UPDATE: Anxiety transference! The FYD reports dreams of "leaving the baby in hot cars." While I am peacefully having plain old dreams about being back in college, and making my own wedding cake. The subconscious, she is weird.
Swear to God, if I have ONE more dream where I abandon, allow to be snatched, or give up to kidnappers my wee peanut, I am GOING to a HEADSHRINK.
Over the past couple of weeks, as I become more comfortable IR(M)L [in real (mama) life], apparently my subconscious is convinced I am going to fuck up royally.

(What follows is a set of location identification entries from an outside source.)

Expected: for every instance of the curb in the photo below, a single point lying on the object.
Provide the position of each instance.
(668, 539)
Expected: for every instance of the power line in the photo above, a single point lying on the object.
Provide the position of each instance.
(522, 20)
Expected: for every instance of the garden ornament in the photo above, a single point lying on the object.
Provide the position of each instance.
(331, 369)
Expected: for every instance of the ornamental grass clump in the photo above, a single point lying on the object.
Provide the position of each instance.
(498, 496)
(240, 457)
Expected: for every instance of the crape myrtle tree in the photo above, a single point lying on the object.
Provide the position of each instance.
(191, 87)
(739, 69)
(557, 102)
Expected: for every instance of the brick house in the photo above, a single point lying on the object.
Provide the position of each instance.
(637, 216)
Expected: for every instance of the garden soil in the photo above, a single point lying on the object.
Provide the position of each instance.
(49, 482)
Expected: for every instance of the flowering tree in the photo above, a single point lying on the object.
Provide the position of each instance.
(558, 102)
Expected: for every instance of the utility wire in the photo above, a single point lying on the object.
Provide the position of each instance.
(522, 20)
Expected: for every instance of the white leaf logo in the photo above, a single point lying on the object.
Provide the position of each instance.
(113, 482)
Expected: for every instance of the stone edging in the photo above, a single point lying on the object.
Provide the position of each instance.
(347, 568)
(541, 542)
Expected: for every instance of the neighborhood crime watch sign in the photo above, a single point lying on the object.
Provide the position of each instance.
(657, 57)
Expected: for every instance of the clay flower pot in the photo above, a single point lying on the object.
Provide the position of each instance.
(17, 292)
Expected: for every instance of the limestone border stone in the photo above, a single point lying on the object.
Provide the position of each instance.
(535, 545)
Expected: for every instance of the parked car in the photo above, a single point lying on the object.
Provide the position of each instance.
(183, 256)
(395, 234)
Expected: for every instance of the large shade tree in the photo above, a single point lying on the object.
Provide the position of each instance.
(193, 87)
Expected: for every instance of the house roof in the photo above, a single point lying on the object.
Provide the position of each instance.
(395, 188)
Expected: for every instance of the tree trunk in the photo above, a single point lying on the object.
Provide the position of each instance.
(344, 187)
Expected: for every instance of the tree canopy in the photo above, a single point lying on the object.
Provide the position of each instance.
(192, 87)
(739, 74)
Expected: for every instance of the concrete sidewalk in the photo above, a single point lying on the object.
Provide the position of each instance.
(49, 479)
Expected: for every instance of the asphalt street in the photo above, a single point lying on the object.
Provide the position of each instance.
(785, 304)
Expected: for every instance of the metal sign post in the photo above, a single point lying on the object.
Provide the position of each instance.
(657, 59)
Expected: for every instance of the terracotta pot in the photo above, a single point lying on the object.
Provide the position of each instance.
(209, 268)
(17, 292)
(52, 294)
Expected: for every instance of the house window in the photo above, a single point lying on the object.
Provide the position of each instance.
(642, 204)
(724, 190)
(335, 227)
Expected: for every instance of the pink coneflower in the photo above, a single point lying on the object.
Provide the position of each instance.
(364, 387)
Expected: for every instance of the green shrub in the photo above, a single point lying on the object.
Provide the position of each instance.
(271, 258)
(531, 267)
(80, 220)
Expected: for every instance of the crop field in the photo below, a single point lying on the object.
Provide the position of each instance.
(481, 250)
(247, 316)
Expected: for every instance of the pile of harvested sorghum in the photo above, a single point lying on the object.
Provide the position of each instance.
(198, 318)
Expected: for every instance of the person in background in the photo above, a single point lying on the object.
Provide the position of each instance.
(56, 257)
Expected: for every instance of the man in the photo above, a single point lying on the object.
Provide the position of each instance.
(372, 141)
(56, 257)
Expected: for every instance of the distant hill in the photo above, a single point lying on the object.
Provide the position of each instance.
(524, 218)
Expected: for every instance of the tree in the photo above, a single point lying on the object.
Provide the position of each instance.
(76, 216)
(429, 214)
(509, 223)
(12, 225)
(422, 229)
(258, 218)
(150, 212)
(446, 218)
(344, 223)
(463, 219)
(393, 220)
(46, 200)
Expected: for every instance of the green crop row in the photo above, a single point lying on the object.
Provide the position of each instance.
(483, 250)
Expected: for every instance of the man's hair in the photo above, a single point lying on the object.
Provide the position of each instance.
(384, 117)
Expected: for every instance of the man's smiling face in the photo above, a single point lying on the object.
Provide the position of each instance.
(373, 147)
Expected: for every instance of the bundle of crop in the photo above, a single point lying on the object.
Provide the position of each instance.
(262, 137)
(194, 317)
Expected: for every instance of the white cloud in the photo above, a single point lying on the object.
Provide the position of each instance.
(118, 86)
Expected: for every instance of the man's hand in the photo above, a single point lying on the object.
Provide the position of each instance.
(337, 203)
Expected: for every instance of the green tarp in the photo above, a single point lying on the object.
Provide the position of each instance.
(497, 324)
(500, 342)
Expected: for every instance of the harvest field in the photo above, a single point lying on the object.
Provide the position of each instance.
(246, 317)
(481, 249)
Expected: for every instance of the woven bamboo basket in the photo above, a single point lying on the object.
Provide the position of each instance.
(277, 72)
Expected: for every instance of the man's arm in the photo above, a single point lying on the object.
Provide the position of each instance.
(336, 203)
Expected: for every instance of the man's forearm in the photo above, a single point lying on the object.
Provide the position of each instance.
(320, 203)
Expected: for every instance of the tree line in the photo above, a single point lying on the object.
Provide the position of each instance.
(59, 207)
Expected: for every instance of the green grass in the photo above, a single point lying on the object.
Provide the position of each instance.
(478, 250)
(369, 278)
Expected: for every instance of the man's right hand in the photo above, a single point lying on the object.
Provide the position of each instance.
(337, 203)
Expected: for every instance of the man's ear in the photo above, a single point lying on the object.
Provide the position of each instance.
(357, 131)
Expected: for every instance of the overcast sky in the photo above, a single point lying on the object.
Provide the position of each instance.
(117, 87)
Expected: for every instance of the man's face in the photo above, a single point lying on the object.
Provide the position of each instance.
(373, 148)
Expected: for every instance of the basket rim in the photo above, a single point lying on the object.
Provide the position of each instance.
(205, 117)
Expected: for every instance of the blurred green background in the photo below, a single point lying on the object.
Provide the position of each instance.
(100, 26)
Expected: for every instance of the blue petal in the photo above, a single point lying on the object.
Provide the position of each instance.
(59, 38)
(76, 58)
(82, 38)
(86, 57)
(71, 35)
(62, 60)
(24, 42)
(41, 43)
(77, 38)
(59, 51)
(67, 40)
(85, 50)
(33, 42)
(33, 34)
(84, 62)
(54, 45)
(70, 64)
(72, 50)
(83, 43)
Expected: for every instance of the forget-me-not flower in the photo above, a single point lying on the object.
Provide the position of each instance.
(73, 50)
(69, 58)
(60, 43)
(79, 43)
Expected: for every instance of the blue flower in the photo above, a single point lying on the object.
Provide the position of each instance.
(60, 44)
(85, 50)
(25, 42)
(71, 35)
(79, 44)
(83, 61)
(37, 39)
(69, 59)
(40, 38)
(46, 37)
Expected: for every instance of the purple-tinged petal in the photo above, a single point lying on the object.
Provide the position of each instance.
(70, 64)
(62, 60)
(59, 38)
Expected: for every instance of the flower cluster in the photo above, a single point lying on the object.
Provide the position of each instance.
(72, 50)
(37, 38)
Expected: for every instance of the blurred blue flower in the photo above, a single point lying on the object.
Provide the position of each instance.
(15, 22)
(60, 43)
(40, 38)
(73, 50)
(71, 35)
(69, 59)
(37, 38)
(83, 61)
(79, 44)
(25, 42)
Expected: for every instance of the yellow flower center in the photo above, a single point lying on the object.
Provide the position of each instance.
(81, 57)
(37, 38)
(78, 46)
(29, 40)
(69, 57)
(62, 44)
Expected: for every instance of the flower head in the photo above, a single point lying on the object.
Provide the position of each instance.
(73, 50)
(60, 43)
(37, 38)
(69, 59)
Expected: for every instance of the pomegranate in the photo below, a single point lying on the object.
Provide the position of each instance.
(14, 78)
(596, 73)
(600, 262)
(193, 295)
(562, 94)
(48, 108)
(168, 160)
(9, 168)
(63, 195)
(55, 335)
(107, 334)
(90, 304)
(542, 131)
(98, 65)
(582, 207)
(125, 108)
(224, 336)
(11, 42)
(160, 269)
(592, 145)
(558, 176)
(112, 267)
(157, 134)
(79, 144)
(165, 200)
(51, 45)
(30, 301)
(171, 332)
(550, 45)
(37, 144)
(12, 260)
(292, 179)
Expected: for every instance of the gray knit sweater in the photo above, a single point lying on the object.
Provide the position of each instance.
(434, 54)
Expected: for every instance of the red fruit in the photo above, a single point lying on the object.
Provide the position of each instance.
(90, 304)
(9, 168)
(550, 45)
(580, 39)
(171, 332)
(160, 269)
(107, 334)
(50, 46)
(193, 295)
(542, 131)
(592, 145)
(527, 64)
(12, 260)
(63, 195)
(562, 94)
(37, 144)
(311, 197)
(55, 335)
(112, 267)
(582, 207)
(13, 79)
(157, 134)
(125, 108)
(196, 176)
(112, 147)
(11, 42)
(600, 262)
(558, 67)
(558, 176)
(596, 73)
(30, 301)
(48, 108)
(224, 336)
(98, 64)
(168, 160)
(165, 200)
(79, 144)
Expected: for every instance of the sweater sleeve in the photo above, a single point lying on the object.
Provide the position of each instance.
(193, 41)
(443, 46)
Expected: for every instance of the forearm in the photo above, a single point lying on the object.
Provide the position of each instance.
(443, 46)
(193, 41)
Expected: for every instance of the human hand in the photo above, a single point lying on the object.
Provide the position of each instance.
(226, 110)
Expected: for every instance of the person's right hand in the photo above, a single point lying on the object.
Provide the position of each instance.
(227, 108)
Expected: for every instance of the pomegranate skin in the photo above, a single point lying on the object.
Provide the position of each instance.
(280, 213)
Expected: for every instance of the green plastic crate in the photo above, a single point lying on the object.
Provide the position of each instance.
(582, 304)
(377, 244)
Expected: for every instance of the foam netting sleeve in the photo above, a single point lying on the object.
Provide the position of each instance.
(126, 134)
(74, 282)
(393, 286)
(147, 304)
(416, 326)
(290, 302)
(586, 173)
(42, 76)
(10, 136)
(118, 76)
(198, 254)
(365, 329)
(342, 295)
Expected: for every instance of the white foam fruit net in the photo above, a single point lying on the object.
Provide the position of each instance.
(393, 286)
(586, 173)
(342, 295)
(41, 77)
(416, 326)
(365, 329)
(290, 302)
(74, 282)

In my dreams I have: willingly given the baby to a kidnapper (in the guise of a craigslist scam), abandoned the baby twice: once at the top of a steep ladder, and once at E's apartment (without telling her roommate!) so I could attend to a music festival, and, last night, left her in her stroller unattended in a crowd so that she was snatched. The last one was the worst - complete with panicked frantic searching...having to tell the FYD that the baby was gone... and chest-heaving, near-puking crying...the works. And the GUILT. Oh the GUILT that goes along with all these dreams.
It's awesome. In case I didn't feel inadequate enough during the day, at night I get to be the mother who ends up on the evening news!
(help send wine and psych referrals)
xoxo, A
I had tons of dreams where I dropped Austin. Just dropped him on his head. Or a few nightmares where I'd pick him up and accidentally puncture his soft spot with my fingernail or something. I think they're a normal part of maternal bonding. Or insanity from sleep deprivation. One of those.
Posted by: Jensational | June 24, 2009 at 09:03 PM
Ha ha did I go to the music festival with you in your dream? I really would not think that cool in real life. You will enjoy a bit in "The Hangover" for this reason alone.